Last night my alma mater, California State University, Sacramento, produced the greatest of all operettas--there is almost nothing in second place--Die Fledermaus. It lives forever because the story could be anywhere, any time. Last night it was New York City in 1970, and it was a perfect fit.
So perfect was the casting that you should be able to guess from the picture above who each character is. Go ahead. Guess.
From left to right in the first row are:
OMG. There is no credit for the Frosch in the yellow Converse Allstars and shower cap. We know this is an opera, but you must credit the actors, too. He smokes grass instead of drinking Slivovitz.
Next is Falke, sung by Matthew Surges. Falke always looks something like him.

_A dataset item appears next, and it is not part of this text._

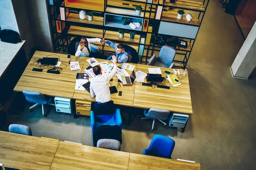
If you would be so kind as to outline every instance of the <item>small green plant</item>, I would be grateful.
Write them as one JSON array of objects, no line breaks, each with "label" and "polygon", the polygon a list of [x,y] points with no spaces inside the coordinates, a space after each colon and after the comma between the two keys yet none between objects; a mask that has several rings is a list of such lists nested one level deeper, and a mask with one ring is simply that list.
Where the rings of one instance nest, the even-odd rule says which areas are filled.
[{"label": "small green plant", "polygon": [[91,11],[89,11],[89,12],[87,12],[87,15],[88,16],[93,16],[93,13]]},{"label": "small green plant", "polygon": [[132,36],[135,36],[135,35],[136,35],[136,32],[134,31],[131,31],[131,32],[130,32],[130,35]]},{"label": "small green plant", "polygon": [[125,17],[122,17],[121,18],[121,20],[125,23],[128,23],[129,22],[129,19]]},{"label": "small green plant", "polygon": [[142,7],[141,5],[136,6],[135,11],[141,11],[142,10]]},{"label": "small green plant", "polygon": [[184,12],[184,10],[183,9],[179,9],[177,12],[180,15],[184,15],[185,14],[185,12]]},{"label": "small green plant", "polygon": [[125,30],[122,29],[119,29],[118,30],[118,32],[119,33],[119,34],[125,34]]}]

Surely you guessed that the next person, Jonathan Hansen, sang Alfred. He was the most perfect Alfred I have ever seen.
The woman in the fur can only be Rosalinda, ably sung by Michelle Lajeunesse. Certainly you will have guessed this. I wouldn't have known she was sick if her mother hadn't told me. They cut the czardas. If you don't know when it comes, you don't miss it.
She is next to her Gabriel, sung by Andrew Nickell. He totally got this character.
The star of the evening is next. People shouted loudly when Vanessa Martucci took her bow as Adela. She sang both arias and was simply fabulous. When I think of the singers I fly around to see, few are more fabulous than she. I definitely preferred her to the nameless singer I recently flew to LA to see. She has it all.
We see only the white suit for the pleasant Orlofsky of Frances Swiecki.
This is the right end of the lineup: Orlofsky, Frank (sung by Will Tvrdik, who did a bit of Groucho Marx), Horowitz the lawyer (sung by Anthony Tavianini), and two of the astounding nightclub workers.
I have long been mad for Fledermaus and hum along in two languages.
There were some coordination problems due to the venue, a warehouse on R street. The small orchestra sat behind the set stage right, and the conductor stood behind the audience. It's hard to keep together in such an arrangement. There is apparently no credit for the conductor either, unless his name is Tatiana Scott. I'm confused.
All the old jokes appeared. Frosch draws a hook on the wall and hangs the hat on it. Apparently the jokes are forever as well.
One more thing. "Brüderlein und Schwesterlein" in the party was just as one would wish it. We loved every minute of it.